The green bins rollout in Edmonton will introduce a sustainable alternative for discarding food scraps and other organic matter, such as grass clippings and yard waste. Organic matter also includes animal droppings, fire pit ashes, and food-stained paper towels.

The initiative aims to divert around 65 per cent of residential waste from landfills in Edmonton by 2023. Along with reducing landfill waste, composting will diminish greenhouse gas emissions, prevent groundwater contamination, and create nutrient-rich soil.

Waste from the carts will be collected once a week, shifting to once every two weeks in the winter. Residents must use compostable bags certified by the Biodegradable Products Institute and The Bureau du normalisation du Quebec.

Composting is important because when organic matter is combined with non-biodegradable items, such as plastics and styrofoam, groundwater and soil become contaminated with harmful chemicals.

As waste decomposes in landfills, it produces a hazardous fluid commonly known as leachate, which trickles down into our drinking water supply. Leachate is known for causing significant damage to human health and the environment due to its heavy metal concentration. A study conducted by the United States Geological Survey states that drinking contaminated water can lead to serious health issues such as hepatitis, typhoid or cancer.

Furthermore, separating organic matter will reduce methane gas emissions, which have more than 80 times the warming potential of carbon dioxide.

In landfills, decomposition is an anaerobic process (without oxygen) that generates methane gas as a byproduct. While composting is an aerobic process (with oxygen), which keeps methane-producing microbes dormant. Thus, reducing greenhouse gas emissions.

Another benefit to at-home composting is that, as we become increasingly comfortable with the food scrap bins, we can also create compost for our gardens to produce nutrient-rich soil. Whether you’re growing native flowers to attract bumble bees or vegetables, your garden is sure to thrive thanks to your composting efforts.

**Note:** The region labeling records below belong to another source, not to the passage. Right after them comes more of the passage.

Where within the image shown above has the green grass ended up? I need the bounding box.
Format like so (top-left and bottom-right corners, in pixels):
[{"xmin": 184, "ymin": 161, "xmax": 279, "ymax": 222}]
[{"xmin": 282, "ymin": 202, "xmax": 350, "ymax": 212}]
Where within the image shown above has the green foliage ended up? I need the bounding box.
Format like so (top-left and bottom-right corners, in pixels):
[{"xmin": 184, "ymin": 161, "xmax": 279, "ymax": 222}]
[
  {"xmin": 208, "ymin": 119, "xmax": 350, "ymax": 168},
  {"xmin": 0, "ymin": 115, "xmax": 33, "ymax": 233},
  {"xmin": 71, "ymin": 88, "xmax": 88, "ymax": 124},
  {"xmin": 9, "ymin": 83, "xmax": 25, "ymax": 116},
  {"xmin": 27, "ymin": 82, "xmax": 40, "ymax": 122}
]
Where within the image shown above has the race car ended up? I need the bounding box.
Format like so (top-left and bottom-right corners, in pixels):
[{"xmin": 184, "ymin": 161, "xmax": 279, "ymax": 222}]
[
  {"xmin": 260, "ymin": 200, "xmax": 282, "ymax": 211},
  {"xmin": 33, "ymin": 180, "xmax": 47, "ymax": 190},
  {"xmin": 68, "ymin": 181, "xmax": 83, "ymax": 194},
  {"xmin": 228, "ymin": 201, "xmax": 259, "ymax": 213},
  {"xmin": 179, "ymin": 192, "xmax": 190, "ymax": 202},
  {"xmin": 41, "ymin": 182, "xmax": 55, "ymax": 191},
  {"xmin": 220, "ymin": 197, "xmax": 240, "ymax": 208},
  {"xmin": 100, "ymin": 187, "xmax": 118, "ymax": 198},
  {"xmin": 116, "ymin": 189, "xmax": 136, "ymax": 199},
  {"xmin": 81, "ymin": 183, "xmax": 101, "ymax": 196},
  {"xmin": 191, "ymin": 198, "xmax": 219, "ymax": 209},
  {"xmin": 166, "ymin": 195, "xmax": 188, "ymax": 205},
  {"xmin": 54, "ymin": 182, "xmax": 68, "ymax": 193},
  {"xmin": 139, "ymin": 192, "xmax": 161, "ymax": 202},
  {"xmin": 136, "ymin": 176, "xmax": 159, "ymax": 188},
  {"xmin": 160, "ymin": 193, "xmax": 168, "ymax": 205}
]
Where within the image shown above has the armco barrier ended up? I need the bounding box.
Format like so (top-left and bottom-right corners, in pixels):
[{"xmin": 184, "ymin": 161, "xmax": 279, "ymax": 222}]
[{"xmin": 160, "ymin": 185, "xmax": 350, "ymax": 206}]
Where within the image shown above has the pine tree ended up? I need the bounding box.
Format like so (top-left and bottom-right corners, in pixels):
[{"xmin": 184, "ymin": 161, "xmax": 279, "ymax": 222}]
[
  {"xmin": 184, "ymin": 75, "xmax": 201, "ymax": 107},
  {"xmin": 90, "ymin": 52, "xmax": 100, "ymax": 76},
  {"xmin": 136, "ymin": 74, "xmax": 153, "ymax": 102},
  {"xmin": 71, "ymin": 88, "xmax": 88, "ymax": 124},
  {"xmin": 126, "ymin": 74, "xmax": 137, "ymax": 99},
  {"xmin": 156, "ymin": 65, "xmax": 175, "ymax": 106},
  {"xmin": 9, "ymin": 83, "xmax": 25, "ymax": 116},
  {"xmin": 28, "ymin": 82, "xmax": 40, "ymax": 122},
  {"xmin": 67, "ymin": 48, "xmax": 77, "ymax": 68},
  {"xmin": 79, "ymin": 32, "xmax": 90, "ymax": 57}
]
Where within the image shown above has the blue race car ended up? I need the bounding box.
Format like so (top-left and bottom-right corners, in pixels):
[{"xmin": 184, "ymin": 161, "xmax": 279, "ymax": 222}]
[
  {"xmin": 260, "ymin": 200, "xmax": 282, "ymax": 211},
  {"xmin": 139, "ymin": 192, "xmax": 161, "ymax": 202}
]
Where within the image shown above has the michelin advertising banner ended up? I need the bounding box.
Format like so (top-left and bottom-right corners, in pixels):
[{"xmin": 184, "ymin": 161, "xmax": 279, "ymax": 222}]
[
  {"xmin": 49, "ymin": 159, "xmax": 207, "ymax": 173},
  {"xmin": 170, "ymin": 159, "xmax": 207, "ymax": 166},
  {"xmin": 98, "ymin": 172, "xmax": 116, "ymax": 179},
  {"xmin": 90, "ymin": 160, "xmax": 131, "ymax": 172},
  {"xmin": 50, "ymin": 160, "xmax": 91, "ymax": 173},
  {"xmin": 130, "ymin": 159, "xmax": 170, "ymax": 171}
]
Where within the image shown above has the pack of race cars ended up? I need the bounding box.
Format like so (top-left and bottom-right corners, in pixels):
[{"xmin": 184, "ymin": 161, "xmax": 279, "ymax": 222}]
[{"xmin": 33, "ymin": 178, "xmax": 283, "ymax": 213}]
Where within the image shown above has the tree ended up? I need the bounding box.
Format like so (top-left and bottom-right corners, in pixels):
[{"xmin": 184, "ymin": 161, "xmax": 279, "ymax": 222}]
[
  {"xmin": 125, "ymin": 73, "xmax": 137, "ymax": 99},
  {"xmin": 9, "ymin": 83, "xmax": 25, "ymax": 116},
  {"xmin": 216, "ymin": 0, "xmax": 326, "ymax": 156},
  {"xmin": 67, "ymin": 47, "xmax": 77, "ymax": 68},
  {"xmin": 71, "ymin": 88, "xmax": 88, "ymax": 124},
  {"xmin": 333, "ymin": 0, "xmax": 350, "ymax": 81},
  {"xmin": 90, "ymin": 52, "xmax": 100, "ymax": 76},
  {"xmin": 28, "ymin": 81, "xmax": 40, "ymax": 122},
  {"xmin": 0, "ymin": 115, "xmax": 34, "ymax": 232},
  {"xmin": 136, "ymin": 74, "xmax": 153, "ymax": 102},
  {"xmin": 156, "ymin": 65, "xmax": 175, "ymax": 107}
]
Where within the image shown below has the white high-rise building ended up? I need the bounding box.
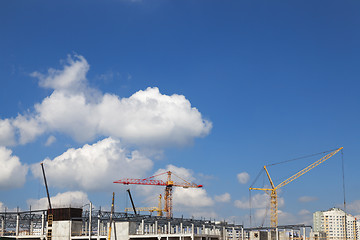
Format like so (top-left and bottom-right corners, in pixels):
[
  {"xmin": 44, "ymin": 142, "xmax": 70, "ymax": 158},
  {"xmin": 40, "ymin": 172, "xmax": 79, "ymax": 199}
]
[{"xmin": 313, "ymin": 208, "xmax": 359, "ymax": 240}]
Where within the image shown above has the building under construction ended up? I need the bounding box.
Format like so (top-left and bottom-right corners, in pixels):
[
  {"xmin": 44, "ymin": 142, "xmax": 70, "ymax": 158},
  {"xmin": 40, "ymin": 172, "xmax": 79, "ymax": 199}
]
[{"xmin": 0, "ymin": 207, "xmax": 309, "ymax": 240}]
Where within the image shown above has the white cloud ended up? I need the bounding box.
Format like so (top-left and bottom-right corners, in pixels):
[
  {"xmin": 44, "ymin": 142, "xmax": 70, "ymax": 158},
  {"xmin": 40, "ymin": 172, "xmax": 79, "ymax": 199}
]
[
  {"xmin": 4, "ymin": 56, "xmax": 212, "ymax": 146},
  {"xmin": 31, "ymin": 138, "xmax": 153, "ymax": 191},
  {"xmin": 0, "ymin": 119, "xmax": 15, "ymax": 146},
  {"xmin": 234, "ymin": 193, "xmax": 285, "ymax": 209},
  {"xmin": 0, "ymin": 146, "xmax": 28, "ymax": 189},
  {"xmin": 31, "ymin": 55, "xmax": 90, "ymax": 91},
  {"xmin": 298, "ymin": 209, "xmax": 311, "ymax": 215},
  {"xmin": 12, "ymin": 115, "xmax": 45, "ymax": 144},
  {"xmin": 26, "ymin": 191, "xmax": 90, "ymax": 210},
  {"xmin": 237, "ymin": 172, "xmax": 250, "ymax": 184},
  {"xmin": 299, "ymin": 196, "xmax": 318, "ymax": 202},
  {"xmin": 45, "ymin": 135, "xmax": 56, "ymax": 146},
  {"xmin": 214, "ymin": 193, "xmax": 231, "ymax": 202}
]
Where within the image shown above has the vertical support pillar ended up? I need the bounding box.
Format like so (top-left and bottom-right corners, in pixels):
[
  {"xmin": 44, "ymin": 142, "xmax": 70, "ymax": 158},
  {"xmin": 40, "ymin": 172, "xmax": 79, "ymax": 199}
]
[
  {"xmin": 1, "ymin": 216, "xmax": 5, "ymax": 236},
  {"xmin": 89, "ymin": 202, "xmax": 92, "ymax": 240},
  {"xmin": 191, "ymin": 223, "xmax": 195, "ymax": 240},
  {"xmin": 141, "ymin": 219, "xmax": 145, "ymax": 235},
  {"xmin": 16, "ymin": 214, "xmax": 20, "ymax": 236},
  {"xmin": 40, "ymin": 212, "xmax": 45, "ymax": 237},
  {"xmin": 303, "ymin": 227, "xmax": 306, "ymax": 240},
  {"xmin": 97, "ymin": 214, "xmax": 100, "ymax": 240}
]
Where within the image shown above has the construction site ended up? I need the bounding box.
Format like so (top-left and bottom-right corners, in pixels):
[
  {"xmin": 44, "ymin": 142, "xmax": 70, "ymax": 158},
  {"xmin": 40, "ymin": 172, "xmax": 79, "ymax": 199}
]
[{"xmin": 0, "ymin": 148, "xmax": 350, "ymax": 240}]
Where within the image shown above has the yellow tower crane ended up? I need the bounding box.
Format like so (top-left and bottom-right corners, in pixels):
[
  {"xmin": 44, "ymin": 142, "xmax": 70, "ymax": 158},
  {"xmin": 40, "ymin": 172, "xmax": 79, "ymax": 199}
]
[{"xmin": 249, "ymin": 147, "xmax": 343, "ymax": 228}]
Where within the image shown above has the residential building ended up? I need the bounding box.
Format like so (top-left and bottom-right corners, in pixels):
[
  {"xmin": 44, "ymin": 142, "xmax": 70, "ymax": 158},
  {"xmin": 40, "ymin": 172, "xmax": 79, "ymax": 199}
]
[{"xmin": 313, "ymin": 208, "xmax": 359, "ymax": 239}]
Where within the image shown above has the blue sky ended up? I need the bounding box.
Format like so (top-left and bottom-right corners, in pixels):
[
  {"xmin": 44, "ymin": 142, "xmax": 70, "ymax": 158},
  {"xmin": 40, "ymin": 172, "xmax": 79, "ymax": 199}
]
[{"xmin": 0, "ymin": 0, "xmax": 360, "ymax": 226}]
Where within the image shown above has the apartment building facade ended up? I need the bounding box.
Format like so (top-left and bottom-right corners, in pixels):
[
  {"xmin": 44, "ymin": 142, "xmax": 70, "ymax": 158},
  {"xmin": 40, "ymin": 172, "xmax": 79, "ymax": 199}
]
[{"xmin": 313, "ymin": 208, "xmax": 360, "ymax": 239}]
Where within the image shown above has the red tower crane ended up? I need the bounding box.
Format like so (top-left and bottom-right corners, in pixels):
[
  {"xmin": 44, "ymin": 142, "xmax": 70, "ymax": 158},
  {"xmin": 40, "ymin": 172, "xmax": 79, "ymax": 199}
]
[{"xmin": 114, "ymin": 171, "xmax": 203, "ymax": 218}]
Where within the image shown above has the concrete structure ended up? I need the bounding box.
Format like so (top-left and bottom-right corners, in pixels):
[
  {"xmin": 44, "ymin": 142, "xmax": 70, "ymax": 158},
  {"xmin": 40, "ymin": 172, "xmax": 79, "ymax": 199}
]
[
  {"xmin": 0, "ymin": 207, "xmax": 309, "ymax": 240},
  {"xmin": 313, "ymin": 208, "xmax": 359, "ymax": 239}
]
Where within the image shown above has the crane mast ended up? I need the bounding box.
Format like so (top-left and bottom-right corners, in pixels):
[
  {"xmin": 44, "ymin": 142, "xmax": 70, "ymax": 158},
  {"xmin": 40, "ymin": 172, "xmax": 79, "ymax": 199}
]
[
  {"xmin": 249, "ymin": 147, "xmax": 343, "ymax": 228},
  {"xmin": 114, "ymin": 171, "xmax": 203, "ymax": 218}
]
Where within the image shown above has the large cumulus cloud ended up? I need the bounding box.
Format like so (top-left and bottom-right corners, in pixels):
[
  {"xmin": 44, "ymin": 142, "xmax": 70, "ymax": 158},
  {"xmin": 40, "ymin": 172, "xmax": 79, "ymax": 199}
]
[
  {"xmin": 0, "ymin": 146, "xmax": 28, "ymax": 189},
  {"xmin": 0, "ymin": 56, "xmax": 212, "ymax": 146},
  {"xmin": 31, "ymin": 138, "xmax": 153, "ymax": 191}
]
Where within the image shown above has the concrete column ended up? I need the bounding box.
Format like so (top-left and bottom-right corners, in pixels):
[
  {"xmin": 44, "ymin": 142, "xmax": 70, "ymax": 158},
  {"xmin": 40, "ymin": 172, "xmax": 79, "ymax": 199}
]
[
  {"xmin": 16, "ymin": 214, "xmax": 20, "ymax": 236},
  {"xmin": 303, "ymin": 228, "xmax": 306, "ymax": 240},
  {"xmin": 89, "ymin": 202, "xmax": 92, "ymax": 240},
  {"xmin": 191, "ymin": 223, "xmax": 195, "ymax": 240},
  {"xmin": 97, "ymin": 214, "xmax": 100, "ymax": 240},
  {"xmin": 41, "ymin": 213, "xmax": 45, "ymax": 237},
  {"xmin": 141, "ymin": 219, "xmax": 145, "ymax": 234},
  {"xmin": 1, "ymin": 217, "xmax": 5, "ymax": 236}
]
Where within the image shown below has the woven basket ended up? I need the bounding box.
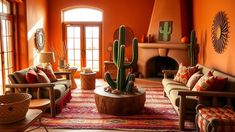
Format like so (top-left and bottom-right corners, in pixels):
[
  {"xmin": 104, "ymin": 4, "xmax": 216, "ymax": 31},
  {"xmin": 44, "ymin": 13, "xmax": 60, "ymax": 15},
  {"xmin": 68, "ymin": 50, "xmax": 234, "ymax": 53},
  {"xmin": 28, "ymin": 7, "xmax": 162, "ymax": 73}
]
[{"xmin": 0, "ymin": 93, "xmax": 32, "ymax": 124}]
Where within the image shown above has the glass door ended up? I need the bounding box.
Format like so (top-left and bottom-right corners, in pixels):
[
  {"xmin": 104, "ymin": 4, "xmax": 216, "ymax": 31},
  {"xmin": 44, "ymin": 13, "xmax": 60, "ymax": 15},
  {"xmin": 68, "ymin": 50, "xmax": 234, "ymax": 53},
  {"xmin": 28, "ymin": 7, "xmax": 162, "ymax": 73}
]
[{"xmin": 65, "ymin": 23, "xmax": 101, "ymax": 77}]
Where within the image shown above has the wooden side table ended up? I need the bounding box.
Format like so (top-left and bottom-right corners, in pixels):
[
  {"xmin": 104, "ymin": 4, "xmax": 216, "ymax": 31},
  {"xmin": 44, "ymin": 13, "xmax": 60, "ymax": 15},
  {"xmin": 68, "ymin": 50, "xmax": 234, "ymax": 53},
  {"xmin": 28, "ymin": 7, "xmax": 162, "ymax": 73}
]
[
  {"xmin": 0, "ymin": 109, "xmax": 48, "ymax": 132},
  {"xmin": 80, "ymin": 72, "xmax": 96, "ymax": 90},
  {"xmin": 59, "ymin": 67, "xmax": 77, "ymax": 89}
]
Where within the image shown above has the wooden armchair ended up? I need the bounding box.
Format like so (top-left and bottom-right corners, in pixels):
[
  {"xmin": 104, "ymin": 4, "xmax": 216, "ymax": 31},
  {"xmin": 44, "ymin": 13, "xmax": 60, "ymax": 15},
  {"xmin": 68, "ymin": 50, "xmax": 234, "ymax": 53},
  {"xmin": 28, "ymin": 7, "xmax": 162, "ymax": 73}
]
[{"xmin": 6, "ymin": 69, "xmax": 71, "ymax": 117}]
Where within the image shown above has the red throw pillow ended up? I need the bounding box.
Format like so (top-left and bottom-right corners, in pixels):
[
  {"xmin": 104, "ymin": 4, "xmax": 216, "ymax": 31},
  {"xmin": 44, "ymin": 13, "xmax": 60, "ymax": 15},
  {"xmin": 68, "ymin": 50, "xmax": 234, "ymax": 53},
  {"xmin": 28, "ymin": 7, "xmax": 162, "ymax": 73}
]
[
  {"xmin": 25, "ymin": 69, "xmax": 38, "ymax": 83},
  {"xmin": 193, "ymin": 71, "xmax": 215, "ymax": 91},
  {"xmin": 186, "ymin": 72, "xmax": 203, "ymax": 90},
  {"xmin": 174, "ymin": 63, "xmax": 198, "ymax": 84},
  {"xmin": 211, "ymin": 76, "xmax": 228, "ymax": 91},
  {"xmin": 37, "ymin": 64, "xmax": 57, "ymax": 82},
  {"xmin": 37, "ymin": 70, "xmax": 51, "ymax": 83}
]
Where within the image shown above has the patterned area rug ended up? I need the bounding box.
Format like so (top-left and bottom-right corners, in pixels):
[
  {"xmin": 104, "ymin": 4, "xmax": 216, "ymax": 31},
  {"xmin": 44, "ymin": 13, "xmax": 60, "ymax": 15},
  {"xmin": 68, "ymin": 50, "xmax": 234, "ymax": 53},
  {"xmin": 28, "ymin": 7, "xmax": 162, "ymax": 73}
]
[{"xmin": 42, "ymin": 80, "xmax": 194, "ymax": 131}]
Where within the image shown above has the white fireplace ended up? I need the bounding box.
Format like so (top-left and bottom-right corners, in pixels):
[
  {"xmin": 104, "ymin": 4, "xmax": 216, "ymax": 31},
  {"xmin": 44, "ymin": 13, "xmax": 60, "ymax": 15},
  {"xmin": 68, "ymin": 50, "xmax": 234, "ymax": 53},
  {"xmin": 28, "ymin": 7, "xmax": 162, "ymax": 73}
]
[{"xmin": 137, "ymin": 43, "xmax": 189, "ymax": 78}]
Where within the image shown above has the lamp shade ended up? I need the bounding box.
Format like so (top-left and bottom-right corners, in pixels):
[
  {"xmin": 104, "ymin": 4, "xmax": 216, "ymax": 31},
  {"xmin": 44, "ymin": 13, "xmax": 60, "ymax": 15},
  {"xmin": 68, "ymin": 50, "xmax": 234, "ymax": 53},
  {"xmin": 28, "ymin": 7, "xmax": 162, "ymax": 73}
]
[{"xmin": 39, "ymin": 52, "xmax": 55, "ymax": 63}]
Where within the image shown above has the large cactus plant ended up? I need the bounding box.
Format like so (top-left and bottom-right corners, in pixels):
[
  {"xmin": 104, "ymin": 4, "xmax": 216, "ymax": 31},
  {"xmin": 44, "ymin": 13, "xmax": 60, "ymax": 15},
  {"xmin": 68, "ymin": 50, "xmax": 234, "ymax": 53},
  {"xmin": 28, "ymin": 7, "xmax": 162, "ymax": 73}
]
[
  {"xmin": 159, "ymin": 22, "xmax": 171, "ymax": 41},
  {"xmin": 105, "ymin": 25, "xmax": 138, "ymax": 92}
]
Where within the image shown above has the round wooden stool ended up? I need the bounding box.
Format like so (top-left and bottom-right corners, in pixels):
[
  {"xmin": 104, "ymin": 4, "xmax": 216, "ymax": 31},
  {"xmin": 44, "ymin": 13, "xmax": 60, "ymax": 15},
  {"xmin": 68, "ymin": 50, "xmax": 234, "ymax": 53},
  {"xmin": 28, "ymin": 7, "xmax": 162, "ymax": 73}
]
[{"xmin": 80, "ymin": 72, "xmax": 96, "ymax": 90}]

Unlike chemical fertilizers, compost slowly releases nutrients back into the soil without burning plant foliage. It further strengthens the soil's structure and prevents erosion by stimulating healthy root systems which bind to soil particles.

Despite the many benefits of composting, many homeowners are still reluctant to start their own pile due to unwanted pests and odours.

A simple way to deter pests and minimize odors is to keep meat, oil, and dairy products out of your pile. Rodents and insects are drawn to the scent of rotting organic matter as it provides food and creates ideal breeding conditions.

Planting herbs such as mint and thyme in your garden can further deter pests such as fleas, mice, and raccoons. However, it is important to note that mint has the potential to be invasive and can take over your garden. It is best to confine your mint bed with edging around its perimeter to prevent uncontrolled spread.

If you live in Edmonton and want to find out more information on the green cart rollout and compostable items, please visit the City of Edmonton's website. If you live elsewhere, you can also create your own compost pile with a few simple steps.

To start your own pile, chose a location with good drainage and avoid composting on still water. Start by layering brown waste such as wilted grass, twigs, and dried leaves with green waste such as grass clippings and food scraps. It is important to keep your pile moist, but not wet to prevent foul odors. Once it reaches 3 feet in height, turn your compost weekly to add oxygen to the pile, this will help breakdown the organic matter.

Although they may seem insignificant, the choices we make in our daily routines are the first steps to preserving our natural areas. It is never too late to start making a change, even the smallest acts can help protect and restore the natural areas around us.